GREENSBORO, N.C. -- A local aid organization for refugees is trying to ease federal, state and even local concerns about refugees and national security.
According to North Carolina Department of Health and Human Services statistics, close to 500 refugees relocate to the Triad every year with the Piedmont taking in around 25 percent of the 2,000 refugees sent to North Carolina by the federal government.
“These are people who are persecuted because of their race, religion, their nationality, their political opinion or their membership, in particular, social groups,” said Heather Scavone, director of the Humanitarian Immigration Law Clinic at Elon University’s School of Law.
Law students have helped more than 1,600 refugees with paperwork and immigration issues since 2010. Many of those refugees are escaping religious prosecution such as Christian groups in Egypt, Burma and Vietnam.
Scavone said her position with the university does not allow her to speculate on policy and the push by Governor Pat McCrory to block the acceptance of Syrian refugees into the state.

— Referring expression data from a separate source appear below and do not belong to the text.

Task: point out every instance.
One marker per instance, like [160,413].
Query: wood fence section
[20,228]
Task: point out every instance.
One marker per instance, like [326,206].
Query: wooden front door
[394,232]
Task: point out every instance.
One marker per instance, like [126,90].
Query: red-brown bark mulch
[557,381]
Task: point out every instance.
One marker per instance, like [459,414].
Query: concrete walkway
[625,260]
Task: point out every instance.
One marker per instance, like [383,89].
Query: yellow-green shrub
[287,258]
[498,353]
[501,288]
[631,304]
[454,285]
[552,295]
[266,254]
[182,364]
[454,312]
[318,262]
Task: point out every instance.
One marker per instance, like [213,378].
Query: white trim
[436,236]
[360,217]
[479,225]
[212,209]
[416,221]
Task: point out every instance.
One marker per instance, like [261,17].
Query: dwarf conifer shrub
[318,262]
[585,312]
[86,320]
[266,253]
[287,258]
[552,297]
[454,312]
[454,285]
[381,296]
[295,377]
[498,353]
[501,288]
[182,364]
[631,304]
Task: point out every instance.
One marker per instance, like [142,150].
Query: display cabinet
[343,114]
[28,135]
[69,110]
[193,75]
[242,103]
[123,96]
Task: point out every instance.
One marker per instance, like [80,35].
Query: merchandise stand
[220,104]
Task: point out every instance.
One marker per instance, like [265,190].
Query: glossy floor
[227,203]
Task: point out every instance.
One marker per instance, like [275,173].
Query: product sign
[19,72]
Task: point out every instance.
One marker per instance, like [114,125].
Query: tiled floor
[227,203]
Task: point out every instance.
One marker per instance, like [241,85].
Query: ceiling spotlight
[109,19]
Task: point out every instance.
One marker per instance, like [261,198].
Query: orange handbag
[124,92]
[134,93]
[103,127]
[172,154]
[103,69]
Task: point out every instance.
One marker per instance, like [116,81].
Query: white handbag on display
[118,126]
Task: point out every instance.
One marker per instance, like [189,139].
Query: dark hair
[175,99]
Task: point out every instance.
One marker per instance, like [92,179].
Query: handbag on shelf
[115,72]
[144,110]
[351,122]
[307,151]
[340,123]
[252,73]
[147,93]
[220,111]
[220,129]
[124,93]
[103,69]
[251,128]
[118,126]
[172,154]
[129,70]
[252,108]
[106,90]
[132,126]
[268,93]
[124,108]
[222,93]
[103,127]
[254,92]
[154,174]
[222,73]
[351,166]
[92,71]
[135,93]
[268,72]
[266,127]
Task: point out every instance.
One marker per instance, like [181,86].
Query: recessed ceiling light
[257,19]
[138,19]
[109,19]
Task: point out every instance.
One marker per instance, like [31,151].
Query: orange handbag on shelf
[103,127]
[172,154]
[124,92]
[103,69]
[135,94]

She does feel it’s important for everyone to know there is a very distinct difference between the process of accepting people fleeing countries like Syria and the U.S. resettlement program responsible for the refugees coming into North Carolina every year.
“Refugees that come into the United States have been vetted by the United Nations, by the state department, by homeland security, by the Bureau of Population Refugees and Migration by the U.S. Citizenship and Migration services before they are brought to the US,” said Scavone.
She said that process can take between 18 and 24 months.
“When we hear about the refugee crisis in Europe, those are individuals that are entering at a land border then asking for the protection of refugee status once they get there,” said Scavone. “They've been through no security screening - it's fundamentally different than what we're doing here in the U.S. “
Scavone is hoping the public and elected leaders understand the refugees that find a home in the Greensboro-area have already been through several screening processes to escape some horrible injustices.
“I think there is concern that for refugees that are already resettled in the community -- including women and children -- if public perception is not restored it could put some of them in danger and that's a very serious concern we have,” said Scavone.